Suatu ketika, Kak Theo tiba-tiba bilang bahwa, setiap cinta punya fase percakapannya sendiri-sendiri, dan begitu saja, saya bersepakat.
Berbeda dengan kencan di hari biasa lainnya—ketika kami memulai segala sesuatunya mengenai progres skripsi yang nihil; atau hujan yang belum datang; atau betapa crunchy-nya kulit pizza kesukaan, kami menemukan potongan percakapan yang, barangkali, lebih serius dari biasanya.
Misalnya, seperti rencana-rencana yang akan dilakukan untuk masa depan—salah satu percakapan yang akhir-akhir ini lebih sering kami temukan. Favorit saya!
Setiap kali proyeksi imajiner tentang rencana-rencana masa depan terlempar hingga langit-langit, dan selesai dibahas, kami akan bersepakat untuk mengiyakannya berdua, bersama-sama. Atau terkadang diselipi gurauan, lihat dulu bagaimana semesta berkonspirasi untuk kita. Setelahnya, saya akan bersusah payah melipat tawa ketika fase percakapan mulai terdengar dewasa, barangkali, tidak ada yang tahu.
Atau mungkin pada kesempatan lainnya, saat saya ingin tahu alasan yang membuatmu memilih untuk bertahan. Lalu, tiba-tiba saja, kamu punya jawaban yang memukau, karena kamu adalah perempuan yang membuat saya selalu ingin bersungguh-sungguh, untuk lebih baik.
Saat itu, saya pikir, kamu mungkin sedikit berlebihan, atau menjawab sekenanya supaya kelihatan lebih keren, atau sekadar rayuan. Tapi mungkin juga tidak, karena saya tahu, kamu sedang bersungguh-sungguh.
Saat kamu bilang, seperti kamu yang tidak lagi sekadar melengkapi saya, kita sudah berada pada fase saling mendukung, saling menguatkan, senyum saya semakin tumpah.

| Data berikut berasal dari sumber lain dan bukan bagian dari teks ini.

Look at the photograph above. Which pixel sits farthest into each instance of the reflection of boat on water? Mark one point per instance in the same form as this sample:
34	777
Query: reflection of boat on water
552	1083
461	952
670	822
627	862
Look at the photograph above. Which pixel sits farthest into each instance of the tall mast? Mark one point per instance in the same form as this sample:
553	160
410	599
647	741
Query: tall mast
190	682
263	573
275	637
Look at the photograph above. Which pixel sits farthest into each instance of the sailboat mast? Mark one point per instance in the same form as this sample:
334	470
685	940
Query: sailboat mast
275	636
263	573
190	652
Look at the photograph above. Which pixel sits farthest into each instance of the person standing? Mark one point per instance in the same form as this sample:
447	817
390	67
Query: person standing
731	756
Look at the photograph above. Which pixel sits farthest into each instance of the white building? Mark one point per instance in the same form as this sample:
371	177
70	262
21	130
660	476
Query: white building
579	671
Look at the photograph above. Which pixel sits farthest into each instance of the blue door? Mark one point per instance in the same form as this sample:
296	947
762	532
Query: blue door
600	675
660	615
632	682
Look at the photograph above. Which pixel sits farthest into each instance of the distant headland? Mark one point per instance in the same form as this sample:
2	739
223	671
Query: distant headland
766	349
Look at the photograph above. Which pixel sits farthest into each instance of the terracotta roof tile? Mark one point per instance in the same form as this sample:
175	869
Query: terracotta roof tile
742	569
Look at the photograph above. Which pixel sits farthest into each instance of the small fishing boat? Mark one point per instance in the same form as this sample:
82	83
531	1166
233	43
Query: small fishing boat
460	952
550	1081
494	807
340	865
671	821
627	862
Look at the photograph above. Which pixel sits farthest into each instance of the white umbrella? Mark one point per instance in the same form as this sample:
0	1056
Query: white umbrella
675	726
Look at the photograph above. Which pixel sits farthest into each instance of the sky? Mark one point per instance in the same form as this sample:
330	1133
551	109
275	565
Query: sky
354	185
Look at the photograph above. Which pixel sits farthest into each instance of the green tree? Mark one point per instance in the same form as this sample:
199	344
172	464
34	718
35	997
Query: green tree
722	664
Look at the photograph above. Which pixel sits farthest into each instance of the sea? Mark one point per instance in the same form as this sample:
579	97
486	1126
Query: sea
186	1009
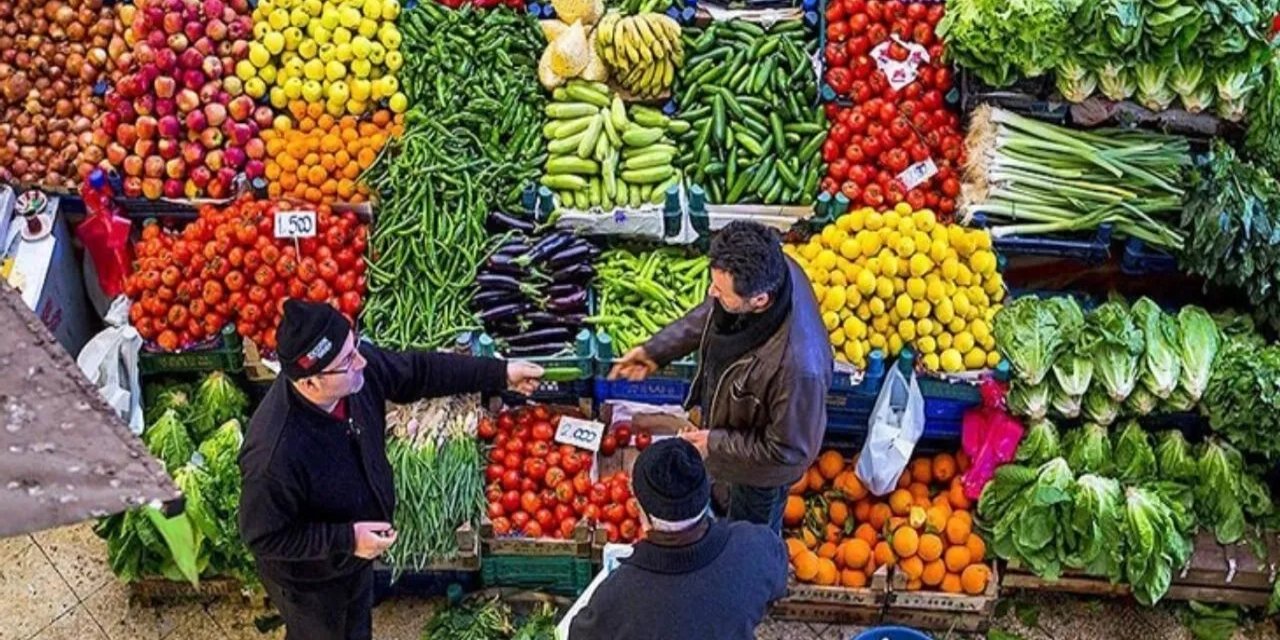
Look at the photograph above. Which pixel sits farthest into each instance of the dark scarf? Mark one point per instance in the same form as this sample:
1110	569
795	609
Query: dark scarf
732	336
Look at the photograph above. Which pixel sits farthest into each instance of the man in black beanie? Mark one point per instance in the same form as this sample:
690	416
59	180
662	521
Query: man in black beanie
318	493
693	576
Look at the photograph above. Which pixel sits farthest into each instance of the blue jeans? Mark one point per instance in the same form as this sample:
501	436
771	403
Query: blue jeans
758	504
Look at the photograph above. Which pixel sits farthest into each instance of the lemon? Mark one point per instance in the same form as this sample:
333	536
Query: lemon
951	361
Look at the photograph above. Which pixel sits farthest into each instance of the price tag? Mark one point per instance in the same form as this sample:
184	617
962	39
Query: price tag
584	434
919	172
295	224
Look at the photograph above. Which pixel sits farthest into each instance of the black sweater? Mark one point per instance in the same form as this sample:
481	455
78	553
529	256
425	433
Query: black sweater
714	589
307	476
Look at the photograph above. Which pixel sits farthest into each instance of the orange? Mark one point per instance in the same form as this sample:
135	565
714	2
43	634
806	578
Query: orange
900	502
931	547
827	572
958	558
944	467
922	470
794	511
905	542
974	579
933	572
807	566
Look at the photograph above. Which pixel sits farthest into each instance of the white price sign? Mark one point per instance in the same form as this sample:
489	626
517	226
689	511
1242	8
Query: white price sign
919	172
295	224
584	434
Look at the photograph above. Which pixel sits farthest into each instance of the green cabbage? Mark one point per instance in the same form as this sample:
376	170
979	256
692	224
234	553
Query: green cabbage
1134	457
1040	444
1160	362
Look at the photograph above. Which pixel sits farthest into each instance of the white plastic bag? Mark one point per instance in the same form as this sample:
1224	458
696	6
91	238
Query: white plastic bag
895	426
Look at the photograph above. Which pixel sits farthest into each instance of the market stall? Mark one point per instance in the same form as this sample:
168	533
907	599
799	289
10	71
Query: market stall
540	182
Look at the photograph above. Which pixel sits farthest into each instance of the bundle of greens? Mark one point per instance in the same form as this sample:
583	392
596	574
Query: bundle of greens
1232	223
1040	178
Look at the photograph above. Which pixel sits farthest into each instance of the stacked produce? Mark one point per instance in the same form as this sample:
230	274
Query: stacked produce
470	145
437	461
1047	179
341	53
178	124
1114	360
227	266
1206	54
534	289
643	51
640	293
51	55
1121	506
892	145
900	278
536	489
600	158
749	94
839	534
316	158
196	432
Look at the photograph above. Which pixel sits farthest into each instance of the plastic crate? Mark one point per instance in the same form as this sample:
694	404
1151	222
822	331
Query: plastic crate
223	353
558	575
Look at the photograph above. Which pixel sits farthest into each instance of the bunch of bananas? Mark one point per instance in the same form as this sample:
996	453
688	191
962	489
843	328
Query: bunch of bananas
643	50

Kupu-kupu di perut saya sudah lama tidak berterbangan.
Barangkali, jawaban saya untuk pertanyaan yang sama adalah, karena saya ingin terus menyayangimu dengan sungguh-sungguh. Entah sebagai sahabat, atau kekasih seumur hidup.
Barangkali, saya hanya ingin menjadi seseorang yang ada di sampingmu, selalu. Perempuan yang kamu syukuri karena saya ada, dan pernah ada.
Barangkali, saya hanya ingin meninggalkan jejak, untuk satu sama lain. Seperti bau tembakau yang mengingatkan saya padamu. Seperti novel-novel picisan yang, mungkin, langsung membuatmu teringat pada saya.
Barangkali, saya hanya ingin bersama kamu, bahkan pada titik ketika kita sedang tidak beranjak kemana-mana. Itu saja.
“Saya sayang kamu, sungguh-sungguh!”
Yogyakarta, 21 Mei 2017.
p.s
Sip. PR-nya sudah, ya! Kencan nanti, gelatonya biar aku yang bayar, karena aku sayang kamu! (laugh).